We store many boxes from one Christmas to the next. We do this recycling because some of them are really good boxes, because we always need more boxes during the gift wrapping season and because of the history that some of the boxes hold for us. The big square box the original I-Mac came in makes an annual appearance under the tree and we all know the backstory that comes with it. Other boxes are from favorite stores that no longer exist, like Foleys, that had special significance in our past.

The boxes are littered with scraps of wrapping paper and tape from previous Christmas lives and it is great fun trying to remember, or guess?, what was hidden in these cardboard confines in 2016, 2012,1994 or…..
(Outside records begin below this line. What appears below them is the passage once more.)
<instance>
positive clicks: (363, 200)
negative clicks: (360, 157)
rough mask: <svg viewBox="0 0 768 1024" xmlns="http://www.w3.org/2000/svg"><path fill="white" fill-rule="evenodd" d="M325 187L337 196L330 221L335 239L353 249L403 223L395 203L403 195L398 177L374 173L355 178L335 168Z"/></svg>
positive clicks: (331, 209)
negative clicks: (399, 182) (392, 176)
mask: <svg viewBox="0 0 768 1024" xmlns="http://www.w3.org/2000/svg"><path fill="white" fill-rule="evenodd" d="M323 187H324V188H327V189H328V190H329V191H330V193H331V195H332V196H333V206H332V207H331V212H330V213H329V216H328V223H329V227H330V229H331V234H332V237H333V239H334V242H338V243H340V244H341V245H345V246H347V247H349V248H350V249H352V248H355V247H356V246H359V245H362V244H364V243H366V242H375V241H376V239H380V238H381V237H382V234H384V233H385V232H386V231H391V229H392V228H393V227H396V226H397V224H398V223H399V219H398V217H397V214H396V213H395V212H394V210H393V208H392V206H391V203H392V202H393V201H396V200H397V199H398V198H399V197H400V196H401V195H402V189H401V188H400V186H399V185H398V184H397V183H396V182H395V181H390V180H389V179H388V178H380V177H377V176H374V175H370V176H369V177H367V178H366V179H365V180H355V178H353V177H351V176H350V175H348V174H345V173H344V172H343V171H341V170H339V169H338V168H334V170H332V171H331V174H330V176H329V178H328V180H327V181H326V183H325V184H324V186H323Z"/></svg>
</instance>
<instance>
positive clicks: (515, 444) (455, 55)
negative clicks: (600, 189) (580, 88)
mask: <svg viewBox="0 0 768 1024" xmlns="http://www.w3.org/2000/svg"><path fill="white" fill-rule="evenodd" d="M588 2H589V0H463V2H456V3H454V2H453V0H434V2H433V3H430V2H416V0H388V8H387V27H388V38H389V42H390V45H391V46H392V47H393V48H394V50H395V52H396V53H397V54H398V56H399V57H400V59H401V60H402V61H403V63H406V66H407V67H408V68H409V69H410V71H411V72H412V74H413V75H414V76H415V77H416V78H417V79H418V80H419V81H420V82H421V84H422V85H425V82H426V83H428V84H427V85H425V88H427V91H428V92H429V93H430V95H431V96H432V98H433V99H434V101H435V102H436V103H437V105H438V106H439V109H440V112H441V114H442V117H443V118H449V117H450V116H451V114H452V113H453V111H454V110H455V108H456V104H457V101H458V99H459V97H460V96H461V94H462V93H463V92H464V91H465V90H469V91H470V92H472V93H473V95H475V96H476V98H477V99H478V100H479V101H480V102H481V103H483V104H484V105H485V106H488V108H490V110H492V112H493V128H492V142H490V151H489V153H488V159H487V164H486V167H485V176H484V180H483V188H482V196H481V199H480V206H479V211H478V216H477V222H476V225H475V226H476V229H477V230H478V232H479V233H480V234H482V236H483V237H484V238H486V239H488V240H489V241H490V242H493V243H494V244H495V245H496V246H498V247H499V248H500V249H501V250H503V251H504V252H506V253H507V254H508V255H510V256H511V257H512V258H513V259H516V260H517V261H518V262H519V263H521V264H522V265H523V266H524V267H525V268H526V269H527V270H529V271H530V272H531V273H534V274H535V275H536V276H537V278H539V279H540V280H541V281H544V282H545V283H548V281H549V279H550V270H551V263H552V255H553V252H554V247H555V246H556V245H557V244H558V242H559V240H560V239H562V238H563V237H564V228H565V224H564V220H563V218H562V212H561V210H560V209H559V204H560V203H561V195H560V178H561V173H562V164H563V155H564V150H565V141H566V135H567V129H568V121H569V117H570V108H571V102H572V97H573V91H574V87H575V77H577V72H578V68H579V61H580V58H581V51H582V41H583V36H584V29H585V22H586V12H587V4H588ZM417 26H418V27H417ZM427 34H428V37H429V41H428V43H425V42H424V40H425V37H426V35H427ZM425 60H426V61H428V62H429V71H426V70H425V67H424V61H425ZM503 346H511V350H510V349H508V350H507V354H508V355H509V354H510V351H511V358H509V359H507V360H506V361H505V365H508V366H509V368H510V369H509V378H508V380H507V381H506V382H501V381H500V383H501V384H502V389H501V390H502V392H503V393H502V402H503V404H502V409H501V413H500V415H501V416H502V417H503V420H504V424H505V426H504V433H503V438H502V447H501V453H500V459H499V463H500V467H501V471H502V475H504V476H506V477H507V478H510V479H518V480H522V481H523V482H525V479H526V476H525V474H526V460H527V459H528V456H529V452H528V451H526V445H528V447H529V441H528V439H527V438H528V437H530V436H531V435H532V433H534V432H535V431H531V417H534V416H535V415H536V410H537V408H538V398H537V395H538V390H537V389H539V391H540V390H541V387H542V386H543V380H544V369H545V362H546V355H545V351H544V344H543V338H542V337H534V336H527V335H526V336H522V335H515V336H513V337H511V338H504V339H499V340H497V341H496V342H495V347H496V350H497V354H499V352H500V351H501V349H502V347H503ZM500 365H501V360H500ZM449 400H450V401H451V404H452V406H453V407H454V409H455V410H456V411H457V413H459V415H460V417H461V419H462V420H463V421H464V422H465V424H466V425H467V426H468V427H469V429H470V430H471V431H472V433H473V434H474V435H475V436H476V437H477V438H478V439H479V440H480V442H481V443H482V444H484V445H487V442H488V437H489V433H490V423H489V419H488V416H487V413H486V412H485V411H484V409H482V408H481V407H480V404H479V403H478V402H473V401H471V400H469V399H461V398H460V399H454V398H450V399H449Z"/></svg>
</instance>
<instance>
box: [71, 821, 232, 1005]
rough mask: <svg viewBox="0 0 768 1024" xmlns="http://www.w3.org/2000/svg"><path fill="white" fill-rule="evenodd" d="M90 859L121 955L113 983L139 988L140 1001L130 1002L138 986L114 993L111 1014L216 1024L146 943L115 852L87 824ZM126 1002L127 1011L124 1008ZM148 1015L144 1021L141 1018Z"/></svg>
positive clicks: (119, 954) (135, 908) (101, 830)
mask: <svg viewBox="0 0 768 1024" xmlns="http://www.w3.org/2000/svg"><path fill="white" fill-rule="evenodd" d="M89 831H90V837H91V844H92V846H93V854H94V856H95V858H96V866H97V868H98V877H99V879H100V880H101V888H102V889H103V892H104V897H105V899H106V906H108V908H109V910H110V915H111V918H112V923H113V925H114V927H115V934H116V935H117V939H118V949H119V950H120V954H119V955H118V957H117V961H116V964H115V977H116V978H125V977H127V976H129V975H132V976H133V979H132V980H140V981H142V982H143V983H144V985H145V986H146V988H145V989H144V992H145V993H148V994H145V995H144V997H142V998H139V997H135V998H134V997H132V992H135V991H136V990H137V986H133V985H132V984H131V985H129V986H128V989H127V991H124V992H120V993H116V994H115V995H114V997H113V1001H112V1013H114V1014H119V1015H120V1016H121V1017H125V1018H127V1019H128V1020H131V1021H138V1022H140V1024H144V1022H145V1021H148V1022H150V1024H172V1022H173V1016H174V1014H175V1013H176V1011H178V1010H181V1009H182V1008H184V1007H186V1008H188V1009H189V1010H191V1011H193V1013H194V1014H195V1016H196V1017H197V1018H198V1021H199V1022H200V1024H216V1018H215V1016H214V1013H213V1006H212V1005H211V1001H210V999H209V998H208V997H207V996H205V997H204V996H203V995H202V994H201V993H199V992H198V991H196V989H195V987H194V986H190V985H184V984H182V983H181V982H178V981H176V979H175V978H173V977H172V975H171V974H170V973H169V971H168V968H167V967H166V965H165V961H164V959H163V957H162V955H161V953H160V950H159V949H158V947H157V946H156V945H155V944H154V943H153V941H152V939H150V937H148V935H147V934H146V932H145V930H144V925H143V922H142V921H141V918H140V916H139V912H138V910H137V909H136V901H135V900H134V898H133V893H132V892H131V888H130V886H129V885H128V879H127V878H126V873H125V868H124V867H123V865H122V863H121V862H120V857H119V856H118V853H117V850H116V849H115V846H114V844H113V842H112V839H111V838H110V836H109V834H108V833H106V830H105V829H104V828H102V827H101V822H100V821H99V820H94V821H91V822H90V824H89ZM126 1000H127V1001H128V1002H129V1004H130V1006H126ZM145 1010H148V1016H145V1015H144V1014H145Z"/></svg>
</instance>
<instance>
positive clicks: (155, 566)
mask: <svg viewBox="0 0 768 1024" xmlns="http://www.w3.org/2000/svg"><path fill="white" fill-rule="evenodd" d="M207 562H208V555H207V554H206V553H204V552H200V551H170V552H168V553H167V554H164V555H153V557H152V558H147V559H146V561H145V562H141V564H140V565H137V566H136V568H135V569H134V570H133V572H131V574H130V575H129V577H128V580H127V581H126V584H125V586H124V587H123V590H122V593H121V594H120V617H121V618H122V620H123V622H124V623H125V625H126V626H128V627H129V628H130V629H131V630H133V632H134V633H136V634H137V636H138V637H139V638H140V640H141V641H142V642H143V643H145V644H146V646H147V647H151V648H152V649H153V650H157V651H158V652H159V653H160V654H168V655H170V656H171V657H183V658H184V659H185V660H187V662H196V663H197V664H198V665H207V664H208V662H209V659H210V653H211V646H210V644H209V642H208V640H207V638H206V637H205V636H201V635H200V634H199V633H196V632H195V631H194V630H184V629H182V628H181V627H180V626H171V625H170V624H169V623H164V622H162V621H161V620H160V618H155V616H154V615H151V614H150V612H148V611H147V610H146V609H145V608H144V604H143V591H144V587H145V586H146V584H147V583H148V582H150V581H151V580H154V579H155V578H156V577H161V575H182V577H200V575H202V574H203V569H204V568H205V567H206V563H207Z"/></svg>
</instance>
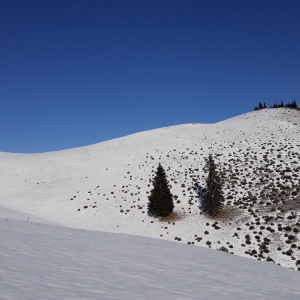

My favorite part of the season is between December 10 – 23rd. By December 10, all the lights are up and running, the decor is finished and I am in full holiday mode with the excitement and anticipation running at full RPMs.  These are the days I am in my Christmas prime. I milk each day for all they are worth. As the days melt away, the countdown continues, all systems are green and eventually Christmas is given a “go” for launch.

We are not sad or depressed on Christmas Day as it is always a grand day, but there is something very final and finite when the last gift is opened. It is sort of like the last out of The World Series or the final curtain of a great performance. We just enjoy it all so much and it was so much fun that we hate to see it come to an end.

But, if the good Lord is willing and the creek don’t rise, sometime around Labor Day next year, we will hear that there are only 100, then 50, then 30 shopping days left till Christmas. Our eyebrows will raise, our pulse will quicken and a smile will creep across our face and we will know, without any doubt, that IT’S CHRISTMASTIME AGAIN!! Yippee!